(A dream I had on September 20th)
I was standing in my grandmother’s backyard when I saw another moon eclipsing our moon. It happened second by second. I told Matt and Tristan to look. But they couldn’t see it. I tried to take a picture through my camera but it was unreliable. The eclipse was over; the second moon slipped into a hidden pocket in the sky. I pondered on this bizarreness.
I wanted to go to the root of this nonsense. Tristan, with his know every human being on Earth self, referred me to a lady that could take me to outer space. Matt, with his overly curious and adventurous self, tagged along. I remember the process being quick; we hopped in the ship and within 5 minutes we were up there.
She dropped us off into a beautiful sight. We were above everything. Earth was the same as my elementary school depictions: a carefully drawn sphere circled by a necklace of dotted lines looped through the moon. Right there, I saw the other moon I saw from earth. What was it doing in our orbit? I reached to take it down. I tried to touch it but it pushed me into a spiraling frenzy and spun away into the abyss.
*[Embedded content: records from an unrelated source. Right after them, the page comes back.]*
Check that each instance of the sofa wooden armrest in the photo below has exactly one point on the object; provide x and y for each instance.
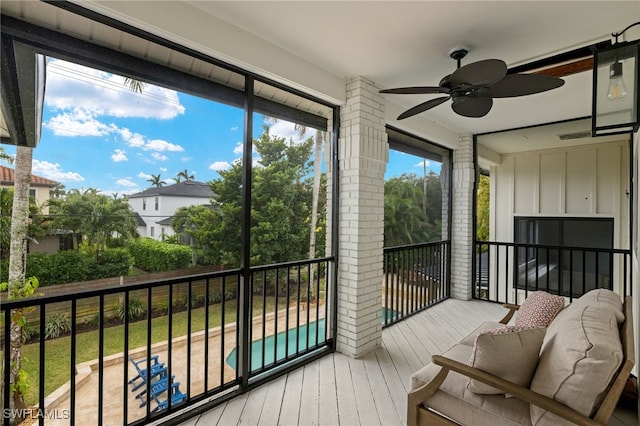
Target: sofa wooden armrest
(418, 413)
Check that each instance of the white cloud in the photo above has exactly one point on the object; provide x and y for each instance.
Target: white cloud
(52, 171)
(160, 145)
(287, 130)
(220, 165)
(127, 182)
(75, 86)
(77, 122)
(119, 155)
(159, 157)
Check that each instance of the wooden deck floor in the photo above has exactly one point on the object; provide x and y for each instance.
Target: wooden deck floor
(339, 390)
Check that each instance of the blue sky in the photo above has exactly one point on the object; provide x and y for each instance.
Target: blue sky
(97, 133)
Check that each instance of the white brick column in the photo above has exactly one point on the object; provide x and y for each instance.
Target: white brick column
(363, 155)
(462, 219)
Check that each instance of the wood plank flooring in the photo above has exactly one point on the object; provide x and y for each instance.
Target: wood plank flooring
(371, 390)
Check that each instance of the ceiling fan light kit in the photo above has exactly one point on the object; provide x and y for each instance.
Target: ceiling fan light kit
(473, 87)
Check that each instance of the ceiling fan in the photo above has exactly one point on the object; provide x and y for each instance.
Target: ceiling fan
(472, 87)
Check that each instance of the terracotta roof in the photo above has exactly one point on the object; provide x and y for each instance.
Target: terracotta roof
(6, 178)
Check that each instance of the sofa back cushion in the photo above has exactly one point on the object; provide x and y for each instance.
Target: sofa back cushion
(580, 355)
(508, 352)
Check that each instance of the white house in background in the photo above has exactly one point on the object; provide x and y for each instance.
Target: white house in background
(156, 206)
(39, 188)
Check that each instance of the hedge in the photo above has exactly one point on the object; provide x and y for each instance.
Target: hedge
(156, 256)
(73, 266)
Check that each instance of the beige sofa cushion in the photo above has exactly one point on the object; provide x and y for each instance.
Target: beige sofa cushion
(605, 298)
(580, 354)
(455, 401)
(470, 339)
(508, 352)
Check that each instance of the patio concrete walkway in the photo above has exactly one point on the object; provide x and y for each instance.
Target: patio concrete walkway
(57, 404)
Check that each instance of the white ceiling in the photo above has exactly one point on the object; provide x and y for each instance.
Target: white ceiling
(406, 43)
(315, 45)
Helpless and silly, I twirled into the orbital wires connecting the earth and moon. I messed everything up but wouldn’t witness its affects until I got back to Earth. I was tangled in the wires, holding onto a half-opened manila folder with pictures of myself and an empty CD case. There was a blank CD in my back pocket.
I remembered I was in space so I knew I wasn’t supposed to breathe. I panicked. I started taking shorter breaths but I didn’t die. I kept breathing.
Suddenly, Matt appeared again. We were floating about the atmosphere. We were right above the last layer of clouds covering the Earth, but far enough to see it in its entirety. Maybe it was heaven.
I swam towards the pole sticking up out of the clouds that held the Moon up from the Earth. I reached for it with my right hand and caught hold to it. Surprisingly, it was cold enough to grip like any other pole in the wintertime.
He told me to hold onto my stuff or it would get sucked into Earth’s gravitational pull and rain down like hellfire. I asked “If I leave it up here, will future generations find my pictures and music as artifacts?” He answered, “I don’t know.”
We looked away from our conversation, astonished by the scenery. Beyond us, to my left and his right, was a horizonless field of red stars and meteors. We kept turning. The moon was a light hanging perpendicular to the pole I clenched. Next was the Earth: a swirl of green and blue, powdered with clouds, sided by a cold blinding sun.
We froze to a wooden bench under the pole. Matt pulled out his iPhone. He called up the lady; it was time to go home.